Voiture @9

Boers - Préfecture de policePour le début de l’histoire d’aujourd’hui, c’est , et . Quand vous aurez lu, vous pourrez revenir ou vous pouvez directement lire la synthèse que voici : un taxi conventionné m’a joué le coup de « Je profite que sécurité sociale et mutuelle payent pour rallonger la note ». Si maintenant, vous voulez comprendre les détails, vous avez les liens ci-dessus.
Comme je m’étais adressée à la préfecture de police pour le signaler. Les boers y sont chargés de « chargés de la surveillance, du contrôle et de la répression des infractions relatives aux différentes réglementations du transport payant de personnes, très spécifiques selon les catégories de véhicules », notamment les taxis. Des mois plus tard, j’ai reçu une convocation pour une confrontation avec le chauffeur, une conductrice en l’occurrence. Il y avait une date et un horaire précis, correspondant à un créneau où j’étais en formation. J’ai donc sollicité un changement de jour, mais on m’a répondu que cela ne se faisait pas habituellement. Comme j’étais prête à venir témoigner – bien j’ai compris que c’est très rare pour ce genre de fraude – la commission s’est arrangée et j’ai reçu une nouvelle convocation.

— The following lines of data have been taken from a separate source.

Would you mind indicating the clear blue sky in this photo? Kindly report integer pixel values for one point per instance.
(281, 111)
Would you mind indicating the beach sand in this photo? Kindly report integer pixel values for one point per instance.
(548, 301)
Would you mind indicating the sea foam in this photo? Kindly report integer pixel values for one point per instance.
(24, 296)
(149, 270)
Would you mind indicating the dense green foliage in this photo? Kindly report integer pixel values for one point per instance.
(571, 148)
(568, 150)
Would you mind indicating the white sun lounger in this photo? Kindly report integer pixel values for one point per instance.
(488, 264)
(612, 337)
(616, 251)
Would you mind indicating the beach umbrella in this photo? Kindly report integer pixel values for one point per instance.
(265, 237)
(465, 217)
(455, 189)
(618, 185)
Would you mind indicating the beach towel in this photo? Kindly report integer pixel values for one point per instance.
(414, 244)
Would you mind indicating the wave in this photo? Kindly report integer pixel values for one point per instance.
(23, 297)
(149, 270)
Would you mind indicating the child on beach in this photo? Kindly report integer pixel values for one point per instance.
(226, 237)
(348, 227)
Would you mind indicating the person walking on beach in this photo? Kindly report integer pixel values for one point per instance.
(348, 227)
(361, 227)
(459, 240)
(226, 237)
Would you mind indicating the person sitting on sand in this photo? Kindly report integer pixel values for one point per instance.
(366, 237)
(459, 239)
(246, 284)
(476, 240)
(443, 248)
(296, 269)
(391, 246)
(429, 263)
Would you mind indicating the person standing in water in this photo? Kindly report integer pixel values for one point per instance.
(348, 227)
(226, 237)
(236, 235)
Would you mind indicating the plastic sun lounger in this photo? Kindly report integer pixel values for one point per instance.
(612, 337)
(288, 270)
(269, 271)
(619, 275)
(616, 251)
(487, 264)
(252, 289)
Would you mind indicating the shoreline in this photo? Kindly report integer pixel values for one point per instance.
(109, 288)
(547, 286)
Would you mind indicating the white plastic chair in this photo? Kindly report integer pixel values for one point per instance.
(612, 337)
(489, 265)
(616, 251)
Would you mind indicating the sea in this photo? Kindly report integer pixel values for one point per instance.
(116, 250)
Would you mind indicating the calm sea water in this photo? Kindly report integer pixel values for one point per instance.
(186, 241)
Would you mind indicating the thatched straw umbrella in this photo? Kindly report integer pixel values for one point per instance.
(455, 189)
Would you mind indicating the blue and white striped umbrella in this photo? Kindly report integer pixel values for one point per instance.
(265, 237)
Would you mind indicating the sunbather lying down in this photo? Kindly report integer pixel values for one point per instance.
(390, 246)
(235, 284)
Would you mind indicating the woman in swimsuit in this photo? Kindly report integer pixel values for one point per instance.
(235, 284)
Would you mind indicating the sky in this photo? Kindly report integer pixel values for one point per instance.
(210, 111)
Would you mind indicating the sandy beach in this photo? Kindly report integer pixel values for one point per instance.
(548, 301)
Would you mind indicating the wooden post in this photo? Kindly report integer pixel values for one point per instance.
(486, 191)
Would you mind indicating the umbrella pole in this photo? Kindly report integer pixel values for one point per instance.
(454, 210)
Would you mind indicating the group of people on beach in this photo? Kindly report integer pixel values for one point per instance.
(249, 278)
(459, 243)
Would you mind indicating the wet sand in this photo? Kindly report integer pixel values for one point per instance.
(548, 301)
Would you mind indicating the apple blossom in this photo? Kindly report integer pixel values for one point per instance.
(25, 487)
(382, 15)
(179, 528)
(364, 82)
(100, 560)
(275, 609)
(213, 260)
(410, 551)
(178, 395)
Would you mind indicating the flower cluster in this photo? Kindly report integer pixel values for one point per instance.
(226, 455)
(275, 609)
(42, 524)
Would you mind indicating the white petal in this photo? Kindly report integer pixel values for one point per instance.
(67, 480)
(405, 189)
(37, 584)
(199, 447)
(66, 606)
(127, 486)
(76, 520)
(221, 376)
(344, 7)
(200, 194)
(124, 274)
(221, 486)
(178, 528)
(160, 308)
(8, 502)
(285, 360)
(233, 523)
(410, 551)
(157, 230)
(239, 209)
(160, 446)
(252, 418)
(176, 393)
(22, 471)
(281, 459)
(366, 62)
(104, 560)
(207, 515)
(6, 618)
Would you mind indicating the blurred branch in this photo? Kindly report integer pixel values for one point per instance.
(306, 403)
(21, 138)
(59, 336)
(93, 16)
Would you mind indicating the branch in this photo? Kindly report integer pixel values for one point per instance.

Début janvier, me voilà donc rendue à l’autre bout de Paris, rue des Morillons (célèbre pour être le dépôt des objets trouvés), où siège la commission de discipline convoquée par le bureau des taxis et transports publics. À l’accueil, l’employé m’oriente sur une partie de la salle d’attente, séparée de l’autre par un paravent : d’un côté les clients, de l’autre les conducteurs. Il y a un peu de retard et je peux constater d’une part qu’il y a peu de clients (nous sommes deux pour une demi-douzaine de chauffeurs, mais sont jugées aussi des infractions au code de la route ou à d’autres textes), d’autre part que la conductrice que j’ai eue n’est pas là (il n’y a que des hommes).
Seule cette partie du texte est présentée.